Bu söz, müminin yalnızca Allah’a yönelmesi gerektiğini en güzel şekilde ifade eder.

3.2. İnsanlardan Değil, Allah’tan Medet Beklemek

İnsan bazen haksızlığa uğrar, bazen düşmanlarıyla yüzleşir, bazen de iftiraya maruz kalır. İşte böyle anlarda, Allah’ın kuluna yeteceğini unutmamak gerekir.

Hz. Musa’nın (a.s.) Firavun’a karşı duruşu, Hz. İbrahim’in (a.s.) Nemrut’un ateşine atıldığı an, Ashab-ı Kehf’in mağaraya sığınması… Hepsi, “Allah kuluna yetmez mi?” hakikatinin canlı örnekleridir.

Mümin, Allah’a dayanırsa, hiçbir dünya gücü onu sarsamaz.

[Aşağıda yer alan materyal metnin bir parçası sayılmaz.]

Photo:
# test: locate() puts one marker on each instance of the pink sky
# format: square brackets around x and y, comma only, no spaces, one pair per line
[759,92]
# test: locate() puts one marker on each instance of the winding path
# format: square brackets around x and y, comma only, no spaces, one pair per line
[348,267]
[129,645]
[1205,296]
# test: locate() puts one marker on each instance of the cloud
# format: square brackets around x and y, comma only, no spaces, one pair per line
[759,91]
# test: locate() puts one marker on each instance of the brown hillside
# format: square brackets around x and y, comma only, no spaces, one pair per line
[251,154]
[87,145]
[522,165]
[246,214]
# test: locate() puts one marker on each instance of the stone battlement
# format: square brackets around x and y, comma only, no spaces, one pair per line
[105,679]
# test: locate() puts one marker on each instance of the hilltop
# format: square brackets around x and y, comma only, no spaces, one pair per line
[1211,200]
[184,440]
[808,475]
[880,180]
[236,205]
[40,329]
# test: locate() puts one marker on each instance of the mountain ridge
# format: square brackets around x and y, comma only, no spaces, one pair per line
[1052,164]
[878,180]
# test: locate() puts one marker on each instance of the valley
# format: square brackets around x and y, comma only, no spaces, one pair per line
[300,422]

Çünkü Allah’ın himayesinde olan, asla zelil olmaz.

Sonuç: Allah Bize Yeter!

Bakara 137 ve Zümer 36 ayetleri, Allah’ın müminleri koruduğunu, onlara yettiğini ve hiçbir düşmanlığın Allah’ın iradesine galip gelemeyeceğini hatırlatır.

Bu ayetler sadece tarihî olaylara değil, günümüz insanının psikolojik, sosyal ve ruhsal sıkıntılarına da cevap verir. Hayatın çalkantıları içinde olan her insan, bu ayetlerin ruhuna sarılmalı ve şunu kendine düstur edinmelidir:

“Allah bana yeter! O ne güzel Vekil’dir!” (Âl-i İmrân, 3:173)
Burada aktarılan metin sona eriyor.